Я ерзаю и потею от смущения, в то время как драматург дальше шпионит за нашими надменными соседями. Разве же он не прав, элегантный рубака, презирая интеллигента, который унижает и срамит себя подобным образом? Карл Штернхейм, язвительнейший сатирик, «циничного столетия полнейший всезнайка», как сам назвал себя, — и валяется на брюхе перед закрученными усами, подтянутой офицерской фигурой!
Поэтому мы проиграем войну, с внезапной болью ощутил я. Что еще за войну? Да нашу, естественно, извечную войну между милитаризмом и цивилизацией, между рыцарями-разбойниками и приличными людьми. На «нашей» стороне — стороне цивилизации — слишком много извращенного восхищения гнусным глянцем, жестокостью силы…
На следующее утро я возвратился в Берлин.
Через несколько дней после моего визита в Баден-Баден писателя Карла Штернхейма пришлось отправить в сумасшедший дом.
«Sei pazzo?» [118] Вы с ума сошли? (итал.) .
Это Венеция — ее переливающийся двойной свет, мавританская волшебность ее архитектуры, страстная песнь о Большом канале.
Две девушки и два молодых человека лежат, растянувшись, в одной гондоле — мы с Эрикой да еще один из моих друзей и наше «швейцарское дитя» Аннемари, эксцентричная наследница одной из старинных аристократических фамилий. Она честолюбива, нежна и серьезна, с чистым юношеским лицом под мягкими пепельными волосами.
Красива ли она? Когда она впервые обедала у нас в Мюнхене, Волшебник, оглядев ее со стороны со смесью опасения и удовлетворения, в конце концов констатировал: «Странно, если бы вы были юношей, то все равно, должно быть, считались необычайно милы».
Все же и в качестве девушки она красива.
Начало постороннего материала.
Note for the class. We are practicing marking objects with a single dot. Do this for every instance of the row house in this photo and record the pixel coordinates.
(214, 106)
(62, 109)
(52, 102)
Французский писатель Роже Мартен дю Гар знал, за что благодарил ее, когда в одной из своих книг писал ей это посвящение: « Pour Annemarie — en la remerciant de promener sur cette terre son beau viage d’ange inconsolable…» [119] Для Аннемари в благодарность за то, что она украсила эту землю своим дивным ликом безутешного ангела… (франц .)
«Швейцарское дитя! — увещевал я ее. — Не делай безутешным свое ангельское лицо! Что с тобой случилось?»
«Ах, ничего особенного, — ворчала она со своей слегка гортанной интонацией. — Или наоборот, самое разное. Есть так много печальных вещей».
«Например?»
«Мама снова рассвирепела на меня». — Она делает в слове «мама» ударение на первом слоге, что звучит особенно трогательно.
«Ну и что же!» — Я пытаюсь пренебрежительно пожать плечами.
Некоторое время не слышно ни звука, кроме тихого плеска, с которым гондола скользит по воде, маслянисто-покойной, зловонной, зачарованной воде Большого канала. Наконец Аннемари снова заговаривает. «Она была сегодня спозаранку прямо-таки взбудоражена, когда звонила мне из Цюриха. Нашей лучшей лошади не повезло на скачках, и вот за такое-то должна расплачиваться я. То бишь снова я лишена душевного равновесия и полна дурных инстинктов. Всегда одна и та же песня».